Colour theory is one of the most basic fundamentals for any artist, and especially important as a makeup artist. If you struggle to match someone’s foundation correctly, going back to basics and refreshing your knowledge of colour theory is a great idea.
When I was teaching diploma I would begin on day one teaching basic colour theory, and give my students an exercise to create their own skin tone using just the three primary colours (red, yellow and blue), black and white. I recently took this challenge myself on a Facebook Live.

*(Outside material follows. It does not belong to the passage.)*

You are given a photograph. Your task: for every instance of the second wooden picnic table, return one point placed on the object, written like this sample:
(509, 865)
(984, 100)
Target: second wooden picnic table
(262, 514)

It’s a great little refresher.
But being a great makeup artist is so much more than just matching foundation, or correcting discolouration like dark under-eye circles or hyper-pigmentation. It’s about knowing which are the right neutrals to use on your client to suit their skin; which is the best shade of brown eyeshadow?
I recently had a chat with Terri Tomlinson, a makeup artist with over 30 years experience. While working with her students at Makeup Training Academy in Dallas Texas, Terri realized there was a gap between traditional color theory and makeup. She saw that makeup artists of all levels struggled to grasp color theory, and the importance of it, in their work. This gave Terri an amazing idea and in June 2017 she released a one-of-a-kind tool for makeup artists and anyone who works with skin called The Flesh Tone Color Wheel™. A color wheel in browns!
Watch the interview on YouTube HERE
We chatted about Terri’s background as a makeup artist, and she shared some of her favourite jobs, working behind the scenes with sports stars, and even a job with an elephant! (I’m so jealous – elephants are my favourite animal). Working in production and commercial print, Terri quickly learned the difference between having someone look “made up” and camera ready – it all comes down to the right colour choices.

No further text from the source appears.